The draft adequacy decision follows the signature of an Executive Order by US President Biden on October 7, 2022 (“Order;” previously discussed here) which implemented into U.S. law commitments made regarding a new EU-US Data Privacy Framework to replace the EU – US Privacy Shield pursuant to the agreement in principle announced on March 25, 2022 (as previously discussed here).
In the draft adequacy decision, the Commission first assesses the Data Privacy Framework and its related obligations for companies as well as limitations and safeguards on U.S. public authorities’ access to personal data on criminal law enforcement and national security grounds.
As expected, the draft adequacy decision then concludes that the U.S. has taken steps to ensure that the current U.S. data privacy regime does not undermine the level of protection of personal data transferred from the EU to the U.S. under the relevant EU laws.
This conclusion is based on the main safeguards that are provided by the US Executive Order including:
- New rules limiting access to personal data by US intelligence authorities to what is necessary and proportionate to advance a validated intelligence priority in pursuit of defined, legitimate national security objectives, and requiring prioritization of “targeted” as opposed to “bulk” data collection;
- Mandatory “handling requirements” such as the establishment of policies and procedures designed to minimize the dissemination and retention of personal information collected through signals intelligence activities and implementation of data security and access safeguards that provide appropriate protection and prevent access by unauthorized persons;
- Obligations to update, in consultation with the Attorney General, the Civil Liberties Protection Officer and the Privacy and Civil Liberties Oversight Board, policies and procedures as necessary to implement the privacy and civil liberties safeguards in the Order and release those policies publicly, to the maximum extent possible, to enhance the public’s understanding of, and to promote public trust in, the safeguards pursuant to which the U.S. conducts signals intelligence activities;
- Increased supervision of U.S. intelligence services to ensure compliance with restrictions on surveillance activities; and
- The establishment of an independent and impartial, multi-layer redress mechanism, including a newly created Data Protection Review Court composed of members from outside the U.S. government, to investigate complaints and issue binding decisions regarding data access by US national security authorities.
It is important to note that the safeguards under the Data Privacy Framework (including the redress mechanism) will be available for all transfers of personal data to the U.S. under the GDPR, regardless of the transfer mechanisms used.
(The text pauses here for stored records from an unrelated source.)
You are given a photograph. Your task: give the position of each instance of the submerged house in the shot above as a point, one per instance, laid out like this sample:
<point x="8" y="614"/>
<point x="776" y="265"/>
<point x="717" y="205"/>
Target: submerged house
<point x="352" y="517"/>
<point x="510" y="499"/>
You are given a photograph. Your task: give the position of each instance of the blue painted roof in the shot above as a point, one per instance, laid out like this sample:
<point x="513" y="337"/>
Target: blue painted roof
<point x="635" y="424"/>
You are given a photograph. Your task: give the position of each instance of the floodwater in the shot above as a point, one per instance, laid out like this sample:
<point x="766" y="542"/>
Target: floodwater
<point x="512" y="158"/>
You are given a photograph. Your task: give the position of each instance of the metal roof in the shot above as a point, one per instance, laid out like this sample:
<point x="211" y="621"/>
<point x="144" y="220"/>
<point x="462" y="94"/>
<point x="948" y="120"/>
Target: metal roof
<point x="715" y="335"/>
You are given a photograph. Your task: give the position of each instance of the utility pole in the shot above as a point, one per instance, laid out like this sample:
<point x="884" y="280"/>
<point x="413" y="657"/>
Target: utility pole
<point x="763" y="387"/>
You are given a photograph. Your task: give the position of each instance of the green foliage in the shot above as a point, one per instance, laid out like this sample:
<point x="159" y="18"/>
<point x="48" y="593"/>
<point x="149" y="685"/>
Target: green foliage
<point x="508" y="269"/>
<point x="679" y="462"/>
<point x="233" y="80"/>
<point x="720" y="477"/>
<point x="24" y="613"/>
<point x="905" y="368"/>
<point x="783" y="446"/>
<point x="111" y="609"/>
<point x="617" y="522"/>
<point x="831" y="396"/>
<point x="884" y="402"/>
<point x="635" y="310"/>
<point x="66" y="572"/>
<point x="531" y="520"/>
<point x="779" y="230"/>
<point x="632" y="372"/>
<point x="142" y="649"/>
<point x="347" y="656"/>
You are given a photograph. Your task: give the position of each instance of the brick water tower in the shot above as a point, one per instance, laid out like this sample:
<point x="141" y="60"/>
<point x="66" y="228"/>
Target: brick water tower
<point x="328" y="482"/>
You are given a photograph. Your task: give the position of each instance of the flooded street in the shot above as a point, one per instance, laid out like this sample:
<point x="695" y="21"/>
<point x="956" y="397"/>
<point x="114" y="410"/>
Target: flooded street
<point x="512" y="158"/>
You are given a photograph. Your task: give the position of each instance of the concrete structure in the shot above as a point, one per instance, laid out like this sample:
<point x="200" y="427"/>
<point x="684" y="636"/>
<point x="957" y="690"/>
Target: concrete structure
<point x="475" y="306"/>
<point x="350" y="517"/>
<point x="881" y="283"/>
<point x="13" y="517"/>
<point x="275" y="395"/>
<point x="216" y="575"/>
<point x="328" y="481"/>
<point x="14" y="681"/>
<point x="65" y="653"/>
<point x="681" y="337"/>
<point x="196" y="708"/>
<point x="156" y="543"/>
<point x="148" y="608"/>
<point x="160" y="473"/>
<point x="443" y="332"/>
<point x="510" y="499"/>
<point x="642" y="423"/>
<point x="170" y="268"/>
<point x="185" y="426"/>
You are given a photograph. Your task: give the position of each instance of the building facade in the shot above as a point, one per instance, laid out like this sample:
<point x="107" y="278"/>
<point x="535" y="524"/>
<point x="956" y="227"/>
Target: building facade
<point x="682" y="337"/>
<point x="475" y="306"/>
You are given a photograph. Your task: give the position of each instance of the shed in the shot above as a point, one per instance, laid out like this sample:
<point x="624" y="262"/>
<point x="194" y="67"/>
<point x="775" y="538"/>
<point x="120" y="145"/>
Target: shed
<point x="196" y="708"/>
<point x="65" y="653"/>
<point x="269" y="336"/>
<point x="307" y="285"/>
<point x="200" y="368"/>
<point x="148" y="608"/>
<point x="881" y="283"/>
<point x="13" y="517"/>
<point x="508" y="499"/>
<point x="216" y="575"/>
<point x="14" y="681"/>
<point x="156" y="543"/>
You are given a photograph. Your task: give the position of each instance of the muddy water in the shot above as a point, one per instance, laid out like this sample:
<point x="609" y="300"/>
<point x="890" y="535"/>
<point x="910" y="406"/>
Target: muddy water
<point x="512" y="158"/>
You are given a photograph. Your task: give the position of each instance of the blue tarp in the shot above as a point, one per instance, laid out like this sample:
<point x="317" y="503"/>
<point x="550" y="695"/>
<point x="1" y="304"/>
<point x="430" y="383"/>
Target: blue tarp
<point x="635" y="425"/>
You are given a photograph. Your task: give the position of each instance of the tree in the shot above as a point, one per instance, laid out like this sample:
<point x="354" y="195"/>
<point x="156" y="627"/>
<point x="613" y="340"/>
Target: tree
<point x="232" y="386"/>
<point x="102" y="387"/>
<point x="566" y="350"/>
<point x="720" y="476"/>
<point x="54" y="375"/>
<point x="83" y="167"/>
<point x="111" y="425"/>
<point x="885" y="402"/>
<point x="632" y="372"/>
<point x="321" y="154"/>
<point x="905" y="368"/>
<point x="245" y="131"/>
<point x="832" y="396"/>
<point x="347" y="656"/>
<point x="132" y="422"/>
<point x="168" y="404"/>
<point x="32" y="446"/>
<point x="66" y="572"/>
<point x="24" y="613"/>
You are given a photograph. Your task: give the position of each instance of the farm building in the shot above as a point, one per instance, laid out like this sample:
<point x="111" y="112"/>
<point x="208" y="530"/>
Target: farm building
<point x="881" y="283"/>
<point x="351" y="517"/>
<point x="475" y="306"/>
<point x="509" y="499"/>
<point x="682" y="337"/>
This means that EU companies will be able to take into account the Data Privacy Framework in their data transfer impact assessments they are required to carry out when relying on contractual transfer mechanisms, namely the standard contractual clauses and binding corporate rules.
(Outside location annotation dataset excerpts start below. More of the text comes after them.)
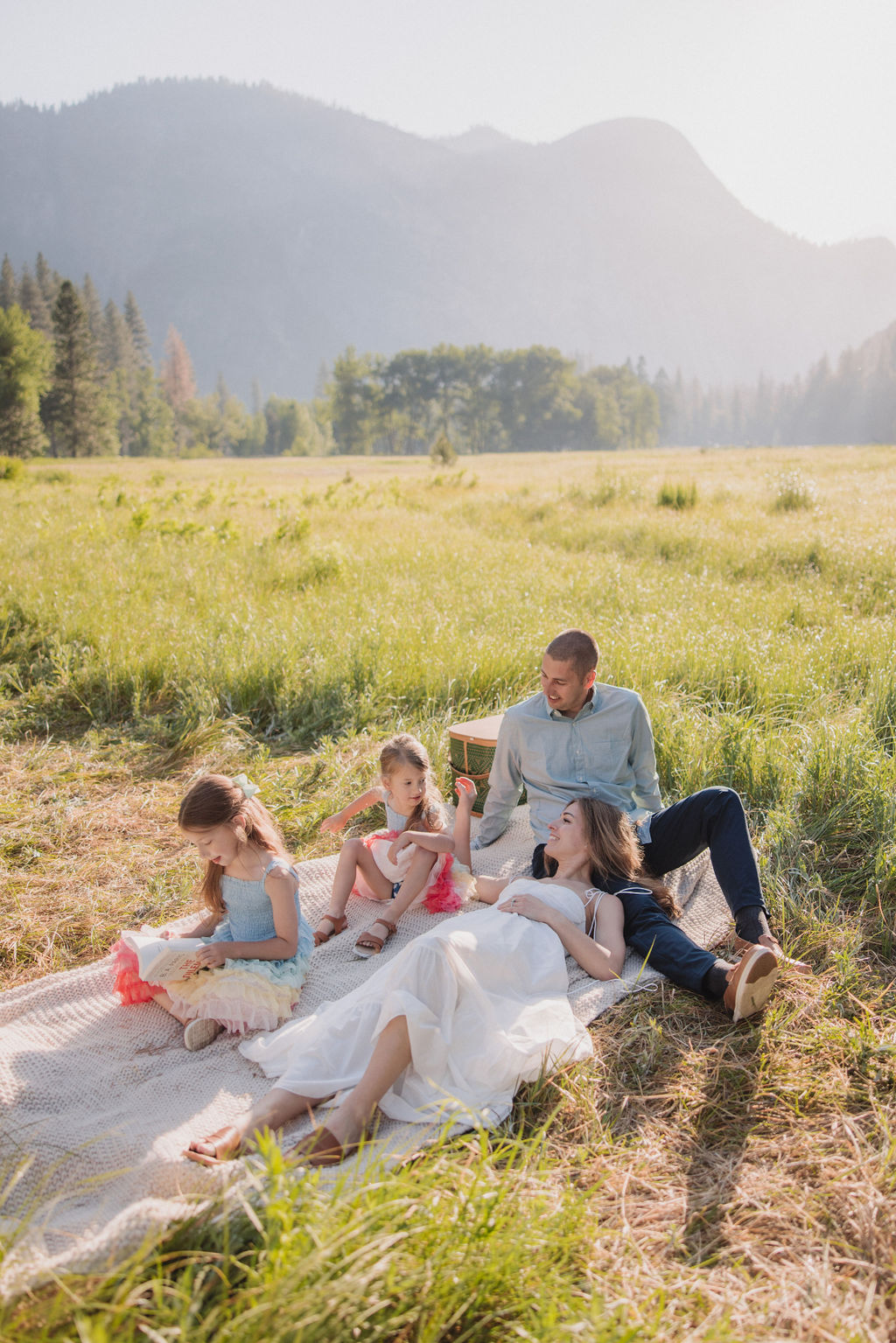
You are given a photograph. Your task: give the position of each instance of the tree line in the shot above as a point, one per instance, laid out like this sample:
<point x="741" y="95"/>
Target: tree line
<point x="77" y="379"/>
<point x="485" y="401"/>
<point x="852" y="401"/>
The draft adequacy decision has now been sent to the European Data Protection Board for its opinion. The text will also have to be approved by a committee composed of representatives of the EU Member States and the European Parliament can exercise its right of scrutiny.
After this process, the European Commission is expected to adopt the final adequacy decision, which will allow data transfers from the EU to the companies that self-certify, and annually re-certify, to the U.S. Department of Commerce, and publicly commit to comply with, the new Data Privacy Framework, a list of which will be publicly available, maintained and annually reviewed by the U.S. Department of Commerce for accuracy.
After one year from the notification date of the adequacy decision to the Member States and subsequently at least every four years, the European Commission will carry out a new evaluation on the basis of all available information, including information obtained through the review carried out together with the US competent authorities. Moreover, where the European Commission has indications that an adequate level of protection is no longer ensured, it will inform the competent US authorities and, if necessary, decide to suspend, amend or repeal the adequacy decision, or limit its scope. It is likely that once the adequacy decision is finally adopted, it will eventually be subject to legal challenge before the EU courts, and ultimately the CJEU. Certain critics and privacy advocacy groups have also already publicly challenged the validity of this new adequacy decision and announced their intention to challenge it.